Continue Coding Assistant
Continue provides open-source Integrated Development Environment (IDE) extensions, such as for Visual Studio Code and JetBrains, and an open-source CLI that lets developers leverage custom AI coding agents.
This guide walks through how to use Lemonade Server with Continue Hub and the VS Code extension for code generation, editing, and chat capabilities, all running locally on your AMD PC.
Prerequisites
Before you start, make sure you have the following:
Software Requirements
- IDE: Visual Studio Code (v1.80+) or another supported IDE.
- Lemonade Server: Installed and set up using the Getting Started guide.

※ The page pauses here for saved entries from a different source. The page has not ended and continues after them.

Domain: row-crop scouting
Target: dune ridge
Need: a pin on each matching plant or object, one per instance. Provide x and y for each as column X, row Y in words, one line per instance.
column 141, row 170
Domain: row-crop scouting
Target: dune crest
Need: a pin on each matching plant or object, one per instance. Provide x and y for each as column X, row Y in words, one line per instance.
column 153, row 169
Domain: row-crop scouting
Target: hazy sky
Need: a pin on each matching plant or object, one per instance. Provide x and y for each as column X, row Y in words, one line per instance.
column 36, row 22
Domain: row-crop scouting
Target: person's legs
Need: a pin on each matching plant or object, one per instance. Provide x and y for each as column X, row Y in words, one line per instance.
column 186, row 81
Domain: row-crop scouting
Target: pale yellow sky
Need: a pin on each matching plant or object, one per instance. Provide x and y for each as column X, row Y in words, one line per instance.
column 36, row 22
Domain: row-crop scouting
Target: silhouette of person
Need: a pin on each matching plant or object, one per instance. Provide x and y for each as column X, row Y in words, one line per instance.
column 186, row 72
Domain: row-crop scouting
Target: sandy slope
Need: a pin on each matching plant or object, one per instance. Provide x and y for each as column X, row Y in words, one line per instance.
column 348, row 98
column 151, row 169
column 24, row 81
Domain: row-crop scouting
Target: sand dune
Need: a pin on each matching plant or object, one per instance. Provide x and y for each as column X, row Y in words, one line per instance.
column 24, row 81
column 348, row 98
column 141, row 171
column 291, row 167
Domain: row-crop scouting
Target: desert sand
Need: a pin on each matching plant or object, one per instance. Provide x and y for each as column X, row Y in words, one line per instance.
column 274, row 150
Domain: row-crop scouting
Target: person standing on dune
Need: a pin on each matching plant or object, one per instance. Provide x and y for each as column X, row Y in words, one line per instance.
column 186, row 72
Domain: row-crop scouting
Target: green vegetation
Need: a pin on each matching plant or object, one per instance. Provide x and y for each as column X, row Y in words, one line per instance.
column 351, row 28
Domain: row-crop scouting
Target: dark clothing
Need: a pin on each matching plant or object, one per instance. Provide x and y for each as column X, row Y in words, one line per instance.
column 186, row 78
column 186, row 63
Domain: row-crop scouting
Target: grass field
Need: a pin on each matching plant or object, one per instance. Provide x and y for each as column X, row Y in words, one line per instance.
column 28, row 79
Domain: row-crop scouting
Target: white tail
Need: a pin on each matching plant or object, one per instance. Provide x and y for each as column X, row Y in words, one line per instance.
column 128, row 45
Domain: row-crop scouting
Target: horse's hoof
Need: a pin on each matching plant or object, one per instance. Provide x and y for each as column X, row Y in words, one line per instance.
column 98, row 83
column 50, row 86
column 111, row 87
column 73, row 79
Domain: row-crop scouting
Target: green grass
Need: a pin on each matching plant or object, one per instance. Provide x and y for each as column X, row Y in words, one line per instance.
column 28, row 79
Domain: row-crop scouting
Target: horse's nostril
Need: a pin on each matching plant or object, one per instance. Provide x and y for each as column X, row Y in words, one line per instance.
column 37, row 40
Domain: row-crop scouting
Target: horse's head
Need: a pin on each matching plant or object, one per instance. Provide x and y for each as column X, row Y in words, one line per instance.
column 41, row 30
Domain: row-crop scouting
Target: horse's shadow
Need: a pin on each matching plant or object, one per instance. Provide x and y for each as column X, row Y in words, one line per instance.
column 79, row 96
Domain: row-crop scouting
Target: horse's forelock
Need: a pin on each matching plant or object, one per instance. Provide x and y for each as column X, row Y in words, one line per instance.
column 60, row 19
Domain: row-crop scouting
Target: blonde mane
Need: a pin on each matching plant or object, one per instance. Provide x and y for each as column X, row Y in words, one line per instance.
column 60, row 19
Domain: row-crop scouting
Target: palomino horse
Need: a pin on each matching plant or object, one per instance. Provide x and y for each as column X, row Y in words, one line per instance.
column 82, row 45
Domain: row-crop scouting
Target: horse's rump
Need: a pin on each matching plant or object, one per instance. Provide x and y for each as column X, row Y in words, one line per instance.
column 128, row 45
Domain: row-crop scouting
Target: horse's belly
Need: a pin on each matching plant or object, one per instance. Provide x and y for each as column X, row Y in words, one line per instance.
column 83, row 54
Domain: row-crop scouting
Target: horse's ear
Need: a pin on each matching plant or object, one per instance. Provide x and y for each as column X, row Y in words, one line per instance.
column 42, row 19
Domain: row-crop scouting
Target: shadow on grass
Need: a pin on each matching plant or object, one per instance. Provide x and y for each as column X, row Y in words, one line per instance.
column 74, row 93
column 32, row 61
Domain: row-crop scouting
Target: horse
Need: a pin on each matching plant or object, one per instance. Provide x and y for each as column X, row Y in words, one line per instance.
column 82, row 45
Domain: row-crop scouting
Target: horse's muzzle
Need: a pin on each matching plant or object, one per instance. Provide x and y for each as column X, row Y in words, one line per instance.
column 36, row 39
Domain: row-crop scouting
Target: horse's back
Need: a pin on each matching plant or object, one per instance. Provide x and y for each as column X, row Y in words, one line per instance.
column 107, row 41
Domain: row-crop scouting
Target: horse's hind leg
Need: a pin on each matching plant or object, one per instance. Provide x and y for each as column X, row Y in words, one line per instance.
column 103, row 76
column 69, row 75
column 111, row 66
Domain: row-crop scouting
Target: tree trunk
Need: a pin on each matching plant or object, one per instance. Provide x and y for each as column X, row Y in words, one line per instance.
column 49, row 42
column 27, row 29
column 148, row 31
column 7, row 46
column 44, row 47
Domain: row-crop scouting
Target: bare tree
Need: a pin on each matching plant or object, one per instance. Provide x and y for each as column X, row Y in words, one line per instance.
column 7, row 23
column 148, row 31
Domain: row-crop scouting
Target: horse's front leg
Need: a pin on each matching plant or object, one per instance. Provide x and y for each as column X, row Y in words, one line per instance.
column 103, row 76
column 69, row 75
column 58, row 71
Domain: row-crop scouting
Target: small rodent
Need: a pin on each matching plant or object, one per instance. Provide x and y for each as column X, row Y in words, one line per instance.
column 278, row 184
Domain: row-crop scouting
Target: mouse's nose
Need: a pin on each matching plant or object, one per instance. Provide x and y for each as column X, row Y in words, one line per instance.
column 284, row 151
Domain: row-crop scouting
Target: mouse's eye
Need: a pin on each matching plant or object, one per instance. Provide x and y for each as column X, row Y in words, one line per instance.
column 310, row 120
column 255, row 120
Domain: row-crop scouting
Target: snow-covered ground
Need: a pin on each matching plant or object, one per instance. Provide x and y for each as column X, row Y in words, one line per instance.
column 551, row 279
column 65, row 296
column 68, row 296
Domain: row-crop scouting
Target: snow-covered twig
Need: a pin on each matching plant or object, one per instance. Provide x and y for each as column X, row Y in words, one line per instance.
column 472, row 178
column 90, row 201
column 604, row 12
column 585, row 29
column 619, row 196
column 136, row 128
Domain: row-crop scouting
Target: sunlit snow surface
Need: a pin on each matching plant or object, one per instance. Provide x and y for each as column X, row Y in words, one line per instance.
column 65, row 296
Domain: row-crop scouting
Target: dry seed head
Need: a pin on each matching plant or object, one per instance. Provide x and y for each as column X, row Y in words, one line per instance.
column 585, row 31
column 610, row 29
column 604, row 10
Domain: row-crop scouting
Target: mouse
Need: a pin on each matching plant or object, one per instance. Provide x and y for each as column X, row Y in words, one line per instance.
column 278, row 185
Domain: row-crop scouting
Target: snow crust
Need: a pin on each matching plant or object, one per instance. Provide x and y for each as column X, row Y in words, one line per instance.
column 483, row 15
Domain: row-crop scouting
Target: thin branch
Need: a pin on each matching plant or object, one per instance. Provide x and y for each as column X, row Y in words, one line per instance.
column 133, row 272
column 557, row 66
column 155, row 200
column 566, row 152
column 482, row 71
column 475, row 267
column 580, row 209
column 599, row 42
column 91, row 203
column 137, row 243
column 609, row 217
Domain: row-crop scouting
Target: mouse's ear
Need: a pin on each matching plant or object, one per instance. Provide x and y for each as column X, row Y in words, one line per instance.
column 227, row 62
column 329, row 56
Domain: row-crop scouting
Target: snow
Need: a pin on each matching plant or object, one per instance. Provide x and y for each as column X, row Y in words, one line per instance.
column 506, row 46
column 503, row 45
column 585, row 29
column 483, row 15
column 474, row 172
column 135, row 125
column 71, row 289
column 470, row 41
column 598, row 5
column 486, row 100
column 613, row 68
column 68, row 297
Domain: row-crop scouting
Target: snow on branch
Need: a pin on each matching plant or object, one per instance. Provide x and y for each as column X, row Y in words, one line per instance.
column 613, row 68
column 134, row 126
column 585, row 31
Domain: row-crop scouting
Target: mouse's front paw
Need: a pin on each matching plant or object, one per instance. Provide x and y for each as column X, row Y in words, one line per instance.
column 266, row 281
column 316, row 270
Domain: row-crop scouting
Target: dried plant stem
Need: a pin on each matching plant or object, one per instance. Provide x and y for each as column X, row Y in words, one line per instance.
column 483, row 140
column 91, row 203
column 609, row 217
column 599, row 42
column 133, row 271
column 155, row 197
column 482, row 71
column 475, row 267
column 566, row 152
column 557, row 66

- Lemonade Server Running: The server should be running at
http://localhost:8000
. - Model Downloaded: At least one model from the supported models list must be installed locally. This should match the model you plan to use in Continue Hub.
Hardware Requirements
For best results, a code-tuned model with at least 20B parameters is required. To run such a model:
- Minimum spec: PC with an integrated GPU (Ryzen™ AI 7000-series or newer) and 64 GB system RAM.
- Recommended specs:
- PC with a discrete GPU that has 16 GB VRAM or greater (Radeon™ 7800 XT or newer).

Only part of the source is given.